[Question] Is the sentencepiece alpha in Marian CLI the one used for BPE dropout?

marian-nmt / marian-dev

Fast Neural Machine Translation in C++ - development repository

https://marian-nmt.github.io

Other

255 stars 125 forks source link

[Question] Is the sentencepiece alpha in Marian CLI the one used for BPE dropout? #658

Closed alvations closed 4 years ago

alvations commented 4 years ago

Is the --sentencepiece-alphas in Marian CLI the same as the alpha on https://github.com/google/sentencepiece/blob/master/src/bpe_model.h#L43 to support BPE dropout when called at https://github.com/marian-nmt/marian-dev/blob/master/src/data/sentencepiece_vocab.cpp#L214 ?

If so, why is there more than 1 alpha?

emjotde commented 4 years ago

We haven't updated to newer SentencePiece for a while. If that concerns BPE dropout then likely not.

alvations commented 4 years ago

Thanks for the clarification! I'll play around the --sentencepiece-alphas in Marian and see what it does during training then =)

emjotde commented 4 years ago

Didn't do anything for me. Hence my skepticism towards BPE dropout as well.

alvations commented 4 years ago

Thanks again for checking! Seems like didn't do much to my .spm models too... Maybe it has to be used with some order mechanisms.

Lol, maybe it's better to just create the .spm with the latest dev branch in sentencepiece =)

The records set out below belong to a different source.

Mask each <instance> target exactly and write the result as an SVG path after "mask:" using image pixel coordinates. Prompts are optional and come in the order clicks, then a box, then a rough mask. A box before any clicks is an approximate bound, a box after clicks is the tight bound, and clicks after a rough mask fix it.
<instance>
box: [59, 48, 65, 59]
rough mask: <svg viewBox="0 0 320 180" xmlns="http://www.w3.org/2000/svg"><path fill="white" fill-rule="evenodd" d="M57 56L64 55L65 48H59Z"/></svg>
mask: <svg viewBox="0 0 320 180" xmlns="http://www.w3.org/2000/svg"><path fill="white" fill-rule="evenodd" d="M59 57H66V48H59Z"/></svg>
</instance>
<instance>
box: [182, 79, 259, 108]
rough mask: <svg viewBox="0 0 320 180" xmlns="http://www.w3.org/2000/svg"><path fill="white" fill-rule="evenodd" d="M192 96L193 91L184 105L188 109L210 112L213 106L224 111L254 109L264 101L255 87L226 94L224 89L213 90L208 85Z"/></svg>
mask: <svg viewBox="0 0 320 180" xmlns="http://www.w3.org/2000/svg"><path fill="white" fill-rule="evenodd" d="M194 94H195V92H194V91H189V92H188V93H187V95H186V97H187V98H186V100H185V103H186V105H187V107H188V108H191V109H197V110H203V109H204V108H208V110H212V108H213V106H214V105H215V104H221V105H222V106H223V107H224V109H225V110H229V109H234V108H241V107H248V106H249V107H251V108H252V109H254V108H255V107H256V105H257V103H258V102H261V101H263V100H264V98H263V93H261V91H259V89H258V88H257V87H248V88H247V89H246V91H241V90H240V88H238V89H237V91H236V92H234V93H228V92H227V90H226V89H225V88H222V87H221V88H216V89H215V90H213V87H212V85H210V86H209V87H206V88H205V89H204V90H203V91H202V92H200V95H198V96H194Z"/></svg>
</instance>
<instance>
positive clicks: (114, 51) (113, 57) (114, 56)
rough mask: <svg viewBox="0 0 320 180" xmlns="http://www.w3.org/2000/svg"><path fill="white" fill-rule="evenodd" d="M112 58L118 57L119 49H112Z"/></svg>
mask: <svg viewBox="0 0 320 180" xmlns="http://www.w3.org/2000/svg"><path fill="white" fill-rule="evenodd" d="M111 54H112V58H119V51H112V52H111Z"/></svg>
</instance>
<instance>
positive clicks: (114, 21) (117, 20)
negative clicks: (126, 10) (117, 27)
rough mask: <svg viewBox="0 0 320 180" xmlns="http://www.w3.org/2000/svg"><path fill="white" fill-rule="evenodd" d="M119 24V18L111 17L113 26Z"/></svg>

emjotde commented 4 years ago

Don't think the algorithms actually changed.

alvations commented 4 years ago

I think the the SampleEncode overridden functions did have a new alpha argument in SentencePIece.

For context, I've just got to just figure out how to use the BPE dropout there to "replicate" someone else's experiment that uses https://github.com/VKCOM/YouTokenToMe 's (sentencepice's unigram entropy algorithm with BPE dropout).

alvations commented 4 years ago

Going to close this issue. Thanks for the explanations! I'll just check back when the new sentencepiece is updated in Marian =)

emjotde commented 4 years ago

A remark for clarity, the unigram method isn't BPE, hence no BPE dropout there. I guess you just mean the segmentation sampling?

alvations commented 4 years ago

yes the "BPE dropout" here refers to the segmentation sampling ("Multiple Subword Candidates"), i.e. for the same word, segment it into different ways. https://github.com/google/sentencepiece#subword-regularization-and-bpe-dropout =)

Maybe it should be called "subword dropout" or "subword sampling" or something, lol...